Wang and his colleagues compared the particles of their recycled cathode powder with those of commercially produced cathode powder (largely derived from newly mined ores). They found that the particles of the recycled powder were more porous, with particularly large voids in the center of each. These characteristics allow the cathode crystal to swell slightly when lithium ions seep into it, and this leeway prevents the crystal from cracking as easily as cathodes built from scratch. Such cracks are a major cause of battery degradation over time.

More pores also mean more exposed surface area, where the chemical reactions needed to charge the battery can take place - which is why Wang's recycled batteries charge faster than their commercially produced counterparts. A future ambition might be to design all cathodes with this superior structure, rather than just those made from recycled material, Wang says.

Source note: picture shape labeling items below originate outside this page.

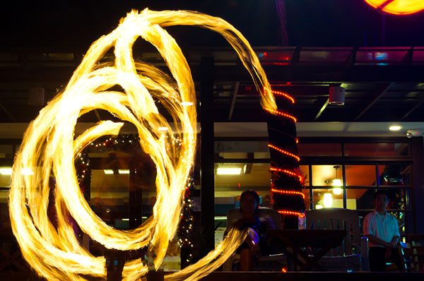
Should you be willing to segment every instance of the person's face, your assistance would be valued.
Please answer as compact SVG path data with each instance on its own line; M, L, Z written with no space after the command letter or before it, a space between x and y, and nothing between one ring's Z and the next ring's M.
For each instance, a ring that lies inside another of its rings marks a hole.
M253 213L258 207L258 204L253 196L247 194L243 196L243 200L240 201L240 206L242 207L243 213Z
M377 194L374 201L375 209L378 210L384 210L387 208L389 200L384 194Z

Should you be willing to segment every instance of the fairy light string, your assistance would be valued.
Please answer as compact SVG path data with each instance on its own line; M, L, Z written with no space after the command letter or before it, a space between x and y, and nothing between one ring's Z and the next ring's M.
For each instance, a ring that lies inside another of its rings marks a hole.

The latest findings show that "the cathode they can produce is as good as, or even better than, the commercial material we have imported," says Linda Gaines, a transportation analyst at Argonne National Laboratory and chief scientist at the ReCell Center, an organization that studies and promotes battery recycling. (Such imports come largely from China, which is a world leader in battery recycling. But this situation means that materials must be moved from one part of the world to another to be recycled, increasing the carbon footprint of recycled batteries and decreasing their appeal as a more sustainable pathway. The approach developed by Wang's team eliminates a significant portion of international trade and transportation requirements, creating a potential pathway for other countries to strengthen battery recycling domestically. The process is currently being expanded by Ascend Elements, formerly Battery Resourcers, a recycling company that Wang co-founded.